The aircraft also had multiple Light Detection and Ranging (LIDAR) cameras. LIDARs emit colored lasers to reveal profiles of a subject. In this case, LIDAR provided researchers with information on what was going on under the water. Deric Gray, an oceanographer in NRL’s Remote Sensing Division, operated and tested a new NRL-developed tool called multi-wavelength LIDAR for the environment (MUWLE).
Unlike traditional oceanic LIDARs which normally have a monochromatic laser, Gray and his team designed MUWLE with interchangeable laser colors. The flexibility allowed Gray and his team to test and optimize different colors in multiple marine environments.
“Blue worked better in deep water,” Gray said. “Green worked well in algae rich areas, and yellow worked well in turbid bays with a lot of mud.”
Researchers designed MUWLE to pick up details in the water, knowing it would pick up a small amount of information about the atmosphere. But researchers were surprised to learn MUWLE could collect detailed information about the atmosphere.
“We saw aerosol layers that showed up more significantly than we thought they would,” Gray said. “The LIDAR also saw thin, broken clouds underneath the aircraft that we couldn’t otherwise see.”
What’s in the data?
Researchers now are actively sifting through their data. The ultimate goal of the study is to develop a model that can predict the presence of ITL organisms.
Before the models can use the data, however, the hoard of data must be processed.

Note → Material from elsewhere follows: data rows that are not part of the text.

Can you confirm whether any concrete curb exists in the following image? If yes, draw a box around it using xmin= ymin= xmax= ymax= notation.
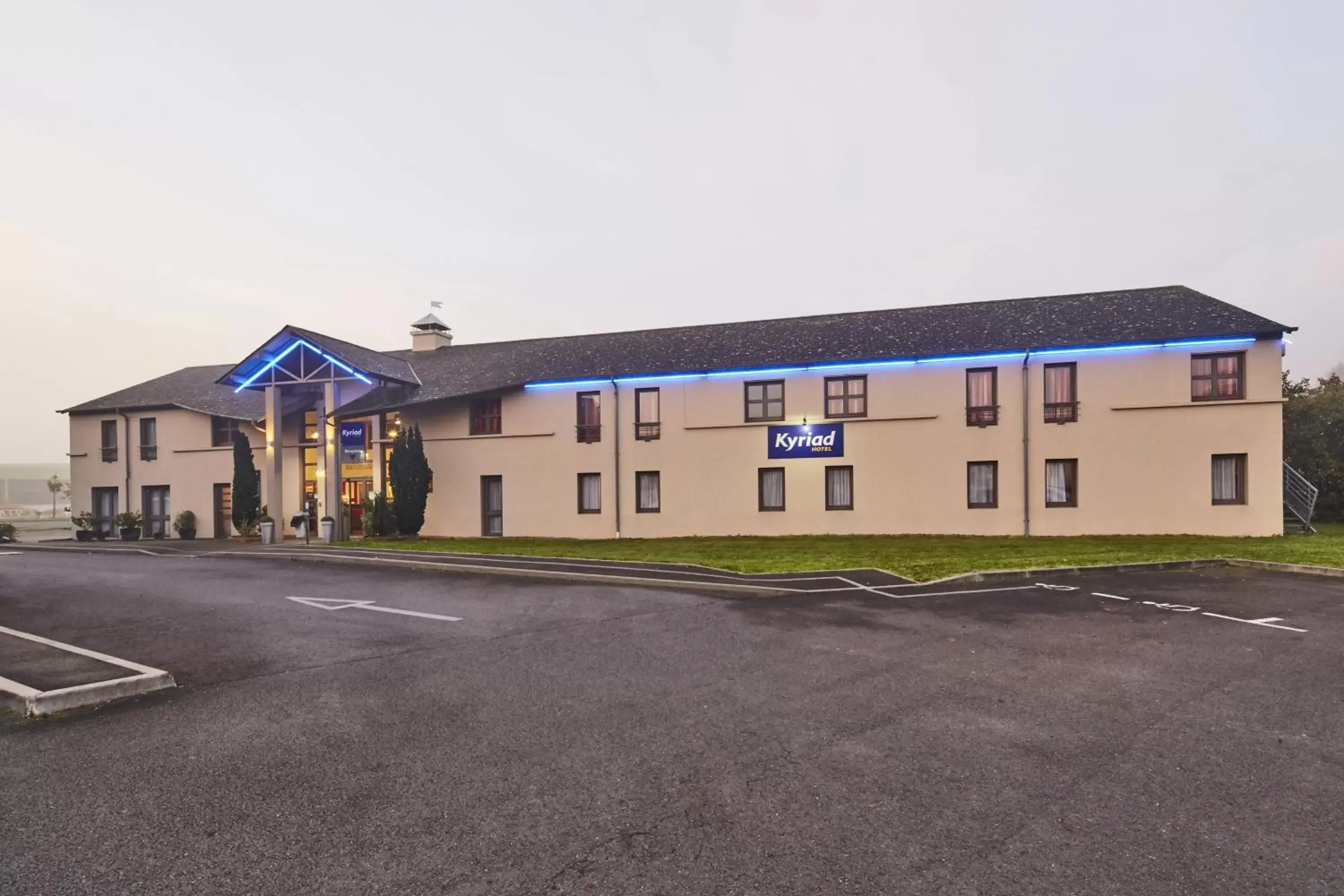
xmin=0 ymin=626 xmax=177 ymax=716
xmin=0 ymin=672 xmax=177 ymax=716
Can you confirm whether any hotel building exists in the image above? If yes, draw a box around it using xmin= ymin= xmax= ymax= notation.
xmin=63 ymin=286 xmax=1294 ymax=538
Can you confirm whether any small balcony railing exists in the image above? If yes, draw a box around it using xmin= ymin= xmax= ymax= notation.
xmin=966 ymin=405 xmax=999 ymax=426
xmin=1046 ymin=402 xmax=1078 ymax=423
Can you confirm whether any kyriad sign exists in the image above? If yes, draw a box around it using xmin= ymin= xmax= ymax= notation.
xmin=766 ymin=423 xmax=844 ymax=461
xmin=340 ymin=422 xmax=368 ymax=450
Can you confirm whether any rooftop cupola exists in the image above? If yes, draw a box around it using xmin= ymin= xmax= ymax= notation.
xmin=411 ymin=312 xmax=453 ymax=352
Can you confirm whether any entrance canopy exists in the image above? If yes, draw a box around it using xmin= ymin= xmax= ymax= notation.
xmin=216 ymin=327 xmax=419 ymax=392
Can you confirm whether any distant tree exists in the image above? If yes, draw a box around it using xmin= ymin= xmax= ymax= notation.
xmin=387 ymin=423 xmax=434 ymax=534
xmin=1284 ymin=371 xmax=1344 ymax=521
xmin=47 ymin=473 xmax=66 ymax=520
xmin=231 ymin=433 xmax=261 ymax=534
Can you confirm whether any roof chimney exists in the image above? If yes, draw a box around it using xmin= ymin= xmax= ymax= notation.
xmin=411 ymin=312 xmax=453 ymax=352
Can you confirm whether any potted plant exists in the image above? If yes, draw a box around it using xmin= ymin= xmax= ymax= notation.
xmin=172 ymin=510 xmax=196 ymax=541
xmin=117 ymin=510 xmax=145 ymax=541
xmin=70 ymin=510 xmax=95 ymax=541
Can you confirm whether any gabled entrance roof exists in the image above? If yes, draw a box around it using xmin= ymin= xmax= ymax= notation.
xmin=216 ymin=327 xmax=419 ymax=391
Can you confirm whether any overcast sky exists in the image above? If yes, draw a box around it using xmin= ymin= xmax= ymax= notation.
xmin=0 ymin=0 xmax=1344 ymax=462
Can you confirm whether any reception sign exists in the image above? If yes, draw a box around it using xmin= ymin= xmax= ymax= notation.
xmin=766 ymin=423 xmax=844 ymax=461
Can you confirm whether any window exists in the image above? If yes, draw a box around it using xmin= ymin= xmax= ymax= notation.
xmin=1214 ymin=454 xmax=1246 ymax=504
xmin=210 ymin=417 xmax=239 ymax=448
xmin=966 ymin=367 xmax=999 ymax=426
xmin=579 ymin=473 xmax=602 ymax=513
xmin=966 ymin=461 xmax=999 ymax=508
xmin=634 ymin=470 xmax=663 ymax=513
xmin=746 ymin=380 xmax=784 ymax=423
xmin=481 ymin=475 xmax=504 ymax=538
xmin=140 ymin=417 xmax=159 ymax=461
xmin=1046 ymin=362 xmax=1078 ymax=423
xmin=575 ymin=392 xmax=602 ymax=442
xmin=102 ymin=421 xmax=117 ymax=463
xmin=757 ymin=466 xmax=784 ymax=510
xmin=469 ymin=398 xmax=501 ymax=435
xmin=1046 ymin=459 xmax=1078 ymax=506
xmin=634 ymin=388 xmax=663 ymax=442
xmin=827 ymin=376 xmax=868 ymax=417
xmin=1189 ymin=352 xmax=1246 ymax=402
xmin=827 ymin=466 xmax=853 ymax=510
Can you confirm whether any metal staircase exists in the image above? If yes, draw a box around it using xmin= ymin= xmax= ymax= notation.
xmin=1284 ymin=463 xmax=1320 ymax=534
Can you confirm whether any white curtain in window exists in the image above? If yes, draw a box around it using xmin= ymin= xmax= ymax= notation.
xmin=637 ymin=473 xmax=661 ymax=510
xmin=579 ymin=473 xmax=602 ymax=510
xmin=966 ymin=463 xmax=995 ymax=504
xmin=1046 ymin=461 xmax=1068 ymax=504
xmin=966 ymin=371 xmax=995 ymax=407
xmin=1046 ymin=367 xmax=1074 ymax=405
xmin=1214 ymin=455 xmax=1241 ymax=501
xmin=827 ymin=466 xmax=853 ymax=508
xmin=761 ymin=469 xmax=784 ymax=509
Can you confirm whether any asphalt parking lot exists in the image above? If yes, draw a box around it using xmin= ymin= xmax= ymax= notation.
xmin=0 ymin=552 xmax=1344 ymax=896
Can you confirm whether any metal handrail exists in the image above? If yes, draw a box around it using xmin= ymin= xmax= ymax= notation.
xmin=1284 ymin=461 xmax=1321 ymax=532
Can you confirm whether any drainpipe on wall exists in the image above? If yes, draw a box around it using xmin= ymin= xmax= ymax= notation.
xmin=612 ymin=376 xmax=621 ymax=537
xmin=1021 ymin=348 xmax=1031 ymax=537
xmin=112 ymin=407 xmax=130 ymax=528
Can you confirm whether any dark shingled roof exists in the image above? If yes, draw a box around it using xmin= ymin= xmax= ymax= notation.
xmin=60 ymin=286 xmax=1296 ymax=417
xmin=60 ymin=364 xmax=266 ymax=421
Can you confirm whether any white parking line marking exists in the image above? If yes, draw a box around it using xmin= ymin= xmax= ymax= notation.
xmin=285 ymin=596 xmax=462 ymax=622
xmin=887 ymin=584 xmax=1036 ymax=600
xmin=1204 ymin=612 xmax=1306 ymax=631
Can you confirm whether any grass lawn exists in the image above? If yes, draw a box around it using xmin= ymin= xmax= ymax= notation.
xmin=347 ymin=524 xmax=1344 ymax=582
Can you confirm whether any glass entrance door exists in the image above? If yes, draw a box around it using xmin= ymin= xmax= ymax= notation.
xmin=140 ymin=485 xmax=172 ymax=538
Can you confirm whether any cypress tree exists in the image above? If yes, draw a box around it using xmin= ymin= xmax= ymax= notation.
xmin=387 ymin=423 xmax=434 ymax=534
xmin=233 ymin=433 xmax=261 ymax=534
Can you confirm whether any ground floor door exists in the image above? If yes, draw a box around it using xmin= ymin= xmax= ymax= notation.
xmin=215 ymin=482 xmax=234 ymax=538
xmin=481 ymin=475 xmax=504 ymax=537
xmin=93 ymin=486 xmax=118 ymax=534
xmin=340 ymin=479 xmax=374 ymax=534
xmin=140 ymin=485 xmax=172 ymax=538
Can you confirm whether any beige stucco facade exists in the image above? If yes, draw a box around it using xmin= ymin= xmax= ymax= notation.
xmin=70 ymin=340 xmax=1282 ymax=538
xmin=402 ymin=340 xmax=1282 ymax=537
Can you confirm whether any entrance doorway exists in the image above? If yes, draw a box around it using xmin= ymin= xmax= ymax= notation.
xmin=93 ymin=486 xmax=117 ymax=534
xmin=215 ymin=482 xmax=234 ymax=538
xmin=340 ymin=479 xmax=374 ymax=534
xmin=481 ymin=475 xmax=504 ymax=537
xmin=140 ymin=485 xmax=172 ymax=538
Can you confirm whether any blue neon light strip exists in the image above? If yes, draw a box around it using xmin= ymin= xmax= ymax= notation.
xmin=524 ymin=336 xmax=1255 ymax=388
xmin=234 ymin=339 xmax=374 ymax=392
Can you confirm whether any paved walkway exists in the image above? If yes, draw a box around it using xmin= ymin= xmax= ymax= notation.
xmin=19 ymin=540 xmax=918 ymax=594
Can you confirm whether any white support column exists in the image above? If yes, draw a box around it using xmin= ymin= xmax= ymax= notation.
xmin=368 ymin=414 xmax=387 ymax=494
xmin=317 ymin=380 xmax=349 ymax=541
xmin=262 ymin=386 xmax=285 ymax=533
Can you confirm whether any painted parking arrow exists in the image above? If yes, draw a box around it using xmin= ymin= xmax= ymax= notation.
xmin=285 ymin=596 xmax=462 ymax=622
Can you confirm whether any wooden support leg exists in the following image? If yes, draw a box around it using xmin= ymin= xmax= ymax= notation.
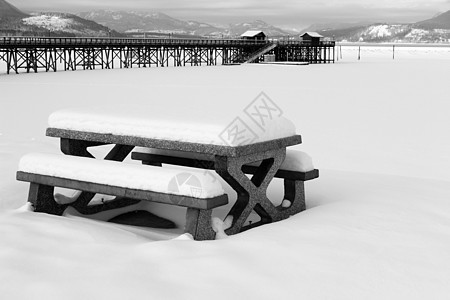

Penta said he extracted more than 1.2 million images from just one tow with the ISIIS instrument. His team is using new techniques to sort through all the information and establish trends.
“We have begun to set up machine learning deep neural networks to use artificial intelligence to classify the organisms, but do not have results yet,” Penta said.
Deep neural networks (DNN) are sophisticated mathematical models used to process large amounts of data. Christopher Wood, an NRL computer scientist, is training a kind of DNN – a convolutional neural network (CNN) – to identify organisms in the ISIIS images.
“CNNs are geared toward image analysis,” said Wood. “A human being couldn’t process these images in a lifetime. The image reels are massive and some of the organisms are very small.”
Penta said he plans to use the CNN to identify organisms and match that information to the fronts and water masses. This will show how communities in the ocean changed over the two-week campaign.
Once fully synthesized, Penta said the information will create a comprehensive picture of the environment, which will aid the development of predictive ecosystem models.
Research collaborators included Florida Atlantic University Harbor Branch Oceanographic Institute; University of South Alabama Dauphin Island Sea Lab; University of Southern Mississippi; Florida International University; and the University of Delaware.